Los estudiantes atletas necesitan un mejor apoyo de salud mental


Fuente: Gabin Vallet / Unsplash
A principios de mayo, Arlana Miller, estudiante de primer año de la Universidad del Sur, se quitó la vida después de publicar un mensaje inquietante en las redes sociales por haber sufrido lesiones en el pasado. .
Su muerte sacudió el mundo del atletismo universitario, pero, trágicamente, no debería sorprendernos.
Entre marzo y junio de 2022, además de la Sra. Miller, tres atletas universitarios de alto rango se suicidaron: Katie Meyer, jugadora de fútbol de la Universidad de Stanford; Sarah Schulze, máxima finalista de la Universidad de Wisconsin-Madison; y Lauren Burnett, jugadora de softbol en la Universidad James Madison. Todas estas mujeres jóvenes fueron elogiadas por su destreza atlética, pero, en la superficie, lucharon y no tenían acceso a ayuda.
Gina Meyer ofreció muchos pensamientos perspicaces sobre las tragedias en una entrevista poco después de la muerte de su hija. Ella dijo: "Creo que hay mucha presión sobre los atletas, especialmente en este alto nivel, equilibrando la academia y un entorno altamente competitivo. Y hay ansiedad y hay estrés por ser perfecto, por ser el mejor, por ser el número uno”.
No hay duda de que muchos atletas se ven afectados negativamente por tal perfeccionismo, especialmente las mujeres jóvenes.La pregunta es: ¿Qué debe hacer el atletismo universitario para contrarrestar esta tendencia alarmante?
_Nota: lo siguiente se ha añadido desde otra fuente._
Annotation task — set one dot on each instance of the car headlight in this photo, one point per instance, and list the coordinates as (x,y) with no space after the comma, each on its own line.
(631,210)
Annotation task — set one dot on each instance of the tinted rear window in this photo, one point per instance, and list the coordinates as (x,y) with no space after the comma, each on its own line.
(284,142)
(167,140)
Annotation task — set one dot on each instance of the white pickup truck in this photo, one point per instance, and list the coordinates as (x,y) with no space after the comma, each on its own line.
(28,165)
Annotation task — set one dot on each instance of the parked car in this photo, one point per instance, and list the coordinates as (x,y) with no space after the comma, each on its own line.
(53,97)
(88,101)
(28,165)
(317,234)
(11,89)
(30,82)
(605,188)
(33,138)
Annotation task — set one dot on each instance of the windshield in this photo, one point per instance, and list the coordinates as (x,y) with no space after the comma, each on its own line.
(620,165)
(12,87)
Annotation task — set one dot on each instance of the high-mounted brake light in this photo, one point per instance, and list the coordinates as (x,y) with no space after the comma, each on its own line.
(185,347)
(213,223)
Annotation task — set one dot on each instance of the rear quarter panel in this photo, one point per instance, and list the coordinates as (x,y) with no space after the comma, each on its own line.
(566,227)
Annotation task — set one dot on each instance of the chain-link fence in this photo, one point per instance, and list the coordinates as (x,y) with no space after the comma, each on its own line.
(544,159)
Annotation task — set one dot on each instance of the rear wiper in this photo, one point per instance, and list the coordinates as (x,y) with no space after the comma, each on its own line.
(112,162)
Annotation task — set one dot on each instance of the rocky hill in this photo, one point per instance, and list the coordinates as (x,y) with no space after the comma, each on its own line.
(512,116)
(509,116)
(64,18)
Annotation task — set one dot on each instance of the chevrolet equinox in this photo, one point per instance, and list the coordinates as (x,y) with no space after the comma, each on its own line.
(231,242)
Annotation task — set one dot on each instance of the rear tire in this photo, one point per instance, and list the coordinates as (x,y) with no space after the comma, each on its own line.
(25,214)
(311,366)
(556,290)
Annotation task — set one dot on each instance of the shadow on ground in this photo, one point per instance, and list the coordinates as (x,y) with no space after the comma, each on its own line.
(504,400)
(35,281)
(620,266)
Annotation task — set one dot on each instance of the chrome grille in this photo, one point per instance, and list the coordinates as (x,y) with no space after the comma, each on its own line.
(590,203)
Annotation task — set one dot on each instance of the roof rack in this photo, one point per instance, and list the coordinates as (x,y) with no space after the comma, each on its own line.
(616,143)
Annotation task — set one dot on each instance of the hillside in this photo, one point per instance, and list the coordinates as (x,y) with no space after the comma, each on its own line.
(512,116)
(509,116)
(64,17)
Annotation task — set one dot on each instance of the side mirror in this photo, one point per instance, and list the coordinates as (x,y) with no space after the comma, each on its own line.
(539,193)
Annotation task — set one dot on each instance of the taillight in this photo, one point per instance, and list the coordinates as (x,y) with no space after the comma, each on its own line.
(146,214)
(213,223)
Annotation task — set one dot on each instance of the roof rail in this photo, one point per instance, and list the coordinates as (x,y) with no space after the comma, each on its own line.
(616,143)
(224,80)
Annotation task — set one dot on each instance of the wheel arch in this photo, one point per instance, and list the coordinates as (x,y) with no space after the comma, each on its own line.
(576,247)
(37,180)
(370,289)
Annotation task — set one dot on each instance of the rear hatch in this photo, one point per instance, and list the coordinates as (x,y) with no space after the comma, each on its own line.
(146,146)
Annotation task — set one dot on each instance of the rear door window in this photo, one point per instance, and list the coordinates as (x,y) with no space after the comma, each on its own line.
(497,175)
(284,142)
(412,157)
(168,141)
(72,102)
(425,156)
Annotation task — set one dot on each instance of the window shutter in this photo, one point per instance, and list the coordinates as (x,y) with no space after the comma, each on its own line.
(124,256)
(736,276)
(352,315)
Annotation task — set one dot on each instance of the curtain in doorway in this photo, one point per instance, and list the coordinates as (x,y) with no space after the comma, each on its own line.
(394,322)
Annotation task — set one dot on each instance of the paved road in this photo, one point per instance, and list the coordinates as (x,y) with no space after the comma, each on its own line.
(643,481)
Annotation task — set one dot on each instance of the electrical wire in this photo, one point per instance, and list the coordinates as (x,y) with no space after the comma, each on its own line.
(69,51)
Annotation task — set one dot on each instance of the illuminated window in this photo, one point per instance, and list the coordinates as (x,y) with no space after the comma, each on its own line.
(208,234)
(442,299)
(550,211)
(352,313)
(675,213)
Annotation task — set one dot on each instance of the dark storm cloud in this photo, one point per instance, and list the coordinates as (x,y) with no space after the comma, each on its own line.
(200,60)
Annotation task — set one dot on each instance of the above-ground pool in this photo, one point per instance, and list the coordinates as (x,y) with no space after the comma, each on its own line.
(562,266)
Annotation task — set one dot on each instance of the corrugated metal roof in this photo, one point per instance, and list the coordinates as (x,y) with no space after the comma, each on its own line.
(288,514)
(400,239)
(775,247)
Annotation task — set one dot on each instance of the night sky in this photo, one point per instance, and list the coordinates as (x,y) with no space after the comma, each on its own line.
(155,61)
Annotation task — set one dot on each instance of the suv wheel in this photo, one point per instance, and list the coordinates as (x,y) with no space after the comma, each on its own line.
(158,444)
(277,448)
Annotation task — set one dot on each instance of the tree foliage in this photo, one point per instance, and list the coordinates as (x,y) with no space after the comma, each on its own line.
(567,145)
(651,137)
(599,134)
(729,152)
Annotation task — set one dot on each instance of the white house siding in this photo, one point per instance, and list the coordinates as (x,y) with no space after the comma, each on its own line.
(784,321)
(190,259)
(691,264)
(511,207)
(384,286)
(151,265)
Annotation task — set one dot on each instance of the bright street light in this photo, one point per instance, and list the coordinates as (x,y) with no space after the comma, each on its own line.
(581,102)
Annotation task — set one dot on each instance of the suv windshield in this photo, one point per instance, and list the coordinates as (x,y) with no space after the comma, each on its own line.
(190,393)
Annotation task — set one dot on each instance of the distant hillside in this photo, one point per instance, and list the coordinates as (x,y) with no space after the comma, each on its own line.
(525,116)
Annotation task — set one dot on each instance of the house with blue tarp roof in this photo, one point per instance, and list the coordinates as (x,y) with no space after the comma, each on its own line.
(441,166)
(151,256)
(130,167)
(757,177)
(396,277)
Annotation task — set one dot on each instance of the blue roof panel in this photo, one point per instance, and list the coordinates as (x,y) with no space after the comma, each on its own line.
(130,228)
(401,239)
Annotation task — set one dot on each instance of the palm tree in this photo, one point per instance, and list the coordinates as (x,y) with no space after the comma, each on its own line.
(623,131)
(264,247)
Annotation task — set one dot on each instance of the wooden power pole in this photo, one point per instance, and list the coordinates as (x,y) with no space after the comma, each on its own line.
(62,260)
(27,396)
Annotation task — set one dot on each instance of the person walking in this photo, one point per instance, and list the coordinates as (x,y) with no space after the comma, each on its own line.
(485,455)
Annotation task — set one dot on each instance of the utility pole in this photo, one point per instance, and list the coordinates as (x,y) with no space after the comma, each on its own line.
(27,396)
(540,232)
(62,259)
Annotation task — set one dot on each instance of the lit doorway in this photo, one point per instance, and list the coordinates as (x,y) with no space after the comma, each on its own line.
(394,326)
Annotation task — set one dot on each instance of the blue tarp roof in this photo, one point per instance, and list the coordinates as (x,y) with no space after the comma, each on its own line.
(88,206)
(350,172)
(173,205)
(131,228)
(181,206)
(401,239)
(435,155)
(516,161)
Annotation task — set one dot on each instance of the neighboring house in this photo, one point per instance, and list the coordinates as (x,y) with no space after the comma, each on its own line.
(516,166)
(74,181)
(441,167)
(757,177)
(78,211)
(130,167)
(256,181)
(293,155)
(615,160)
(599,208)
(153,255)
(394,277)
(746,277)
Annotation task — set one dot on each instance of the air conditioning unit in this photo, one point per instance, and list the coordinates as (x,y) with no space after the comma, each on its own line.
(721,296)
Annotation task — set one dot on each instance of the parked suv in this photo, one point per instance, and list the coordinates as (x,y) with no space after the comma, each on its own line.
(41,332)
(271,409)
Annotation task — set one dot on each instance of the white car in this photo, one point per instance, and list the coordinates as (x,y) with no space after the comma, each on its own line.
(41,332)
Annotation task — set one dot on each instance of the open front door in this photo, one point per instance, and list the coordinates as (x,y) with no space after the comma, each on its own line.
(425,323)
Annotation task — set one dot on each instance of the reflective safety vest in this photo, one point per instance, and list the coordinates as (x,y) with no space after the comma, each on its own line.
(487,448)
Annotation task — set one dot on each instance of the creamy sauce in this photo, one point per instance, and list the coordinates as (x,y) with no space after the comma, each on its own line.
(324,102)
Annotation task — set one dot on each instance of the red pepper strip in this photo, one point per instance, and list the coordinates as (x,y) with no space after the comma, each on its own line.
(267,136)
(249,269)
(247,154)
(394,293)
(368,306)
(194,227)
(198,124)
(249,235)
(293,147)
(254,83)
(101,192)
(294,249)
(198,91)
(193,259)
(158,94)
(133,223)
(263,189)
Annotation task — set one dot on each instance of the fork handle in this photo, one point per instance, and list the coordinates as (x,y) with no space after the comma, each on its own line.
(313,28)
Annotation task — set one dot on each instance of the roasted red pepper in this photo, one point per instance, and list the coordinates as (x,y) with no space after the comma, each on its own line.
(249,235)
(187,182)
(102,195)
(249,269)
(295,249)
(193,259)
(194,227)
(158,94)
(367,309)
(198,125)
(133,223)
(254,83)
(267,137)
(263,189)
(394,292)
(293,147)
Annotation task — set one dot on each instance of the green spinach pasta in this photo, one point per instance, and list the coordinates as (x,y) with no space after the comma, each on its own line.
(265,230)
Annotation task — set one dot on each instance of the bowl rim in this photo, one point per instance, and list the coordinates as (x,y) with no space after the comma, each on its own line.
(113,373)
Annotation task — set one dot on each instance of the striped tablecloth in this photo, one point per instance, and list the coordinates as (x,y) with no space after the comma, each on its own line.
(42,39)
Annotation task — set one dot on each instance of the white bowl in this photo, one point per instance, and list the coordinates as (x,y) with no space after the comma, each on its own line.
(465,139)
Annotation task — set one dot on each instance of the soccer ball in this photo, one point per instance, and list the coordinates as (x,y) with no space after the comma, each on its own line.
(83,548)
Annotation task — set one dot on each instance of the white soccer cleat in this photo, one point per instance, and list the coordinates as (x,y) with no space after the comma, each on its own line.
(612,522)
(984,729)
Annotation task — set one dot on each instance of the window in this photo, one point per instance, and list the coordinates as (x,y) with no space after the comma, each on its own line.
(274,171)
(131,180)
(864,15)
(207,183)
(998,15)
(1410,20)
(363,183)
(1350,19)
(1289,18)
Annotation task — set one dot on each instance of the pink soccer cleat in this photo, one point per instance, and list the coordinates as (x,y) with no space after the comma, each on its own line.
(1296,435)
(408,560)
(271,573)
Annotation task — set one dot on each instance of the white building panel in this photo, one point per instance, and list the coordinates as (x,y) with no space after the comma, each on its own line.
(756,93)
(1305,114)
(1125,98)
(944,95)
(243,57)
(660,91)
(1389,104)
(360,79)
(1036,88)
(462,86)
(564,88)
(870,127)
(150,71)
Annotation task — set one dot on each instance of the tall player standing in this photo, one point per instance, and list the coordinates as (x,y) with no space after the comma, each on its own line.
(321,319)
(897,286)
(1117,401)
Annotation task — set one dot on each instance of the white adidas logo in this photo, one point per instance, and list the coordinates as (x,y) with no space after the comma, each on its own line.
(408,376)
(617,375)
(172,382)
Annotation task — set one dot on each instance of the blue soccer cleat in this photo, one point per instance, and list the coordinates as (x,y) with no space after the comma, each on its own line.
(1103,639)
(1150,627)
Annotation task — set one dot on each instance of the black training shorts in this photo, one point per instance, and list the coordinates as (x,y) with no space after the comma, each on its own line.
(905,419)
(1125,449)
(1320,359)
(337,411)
Lo que es más importante, deben implementar programas de evaluación de amenazas conductuales que identifiquen de manera proactiva a las personas con alto riesgo de suicidio y autolesión. Dichos programas están diseñados para identificar comportamientos de bandera roja y proporcionar intervenciones y apoyo específicos. Las escuelas que ya cuentan con este tipo de programas deben buscar crear un enfoque específico en los estudiantes-atletas informados por la experiencia específica en este campo. También deben asegurarse de seguir las mejores prácticas, como el uso de equipos multidisciplinarios para identificar a las personas en riesgo. Además, las escuelas también deben trabajar para promover culturas en las que los estudiantes-atletas, tanto hombres como mujeres, sientan que pueden pedir ayuda sin castigos, consecuencias o burlas.
La buena noticia es que cada vez más atletas de alto rango hablan sobre sus propios problemas de salud mental, lo que ayuda a aliviar el estigma de larga data. En particular, la gimnasta Simone Bailes y la tenista Naomi Osaka se retiraron de los Juegos Olímpicos y de Wimbledon, respectivamente, citando cómo la presión de sus deportes afecta su capacidad para competir.
Después de retirarse, la Sra. Byles dijo: "Yo digo que la salud mental sea lo primero. Porque si no lo haces, no disfrutarás de tu deporte y no tendrás el éxito que deseas. Así que a veces está bien incluso perder las grandes carreras para concentrarte en ti mismo, porque demuestra lo fuerte que eres como competidor y como persona, en lugar de solo luchar contra él”.
Este acto de valentía allana el camino para que más atletas jóvenes sigan su destacado ejemplo, priorizando su propio bienestar en lugar de exponerse a un mayor riesgo.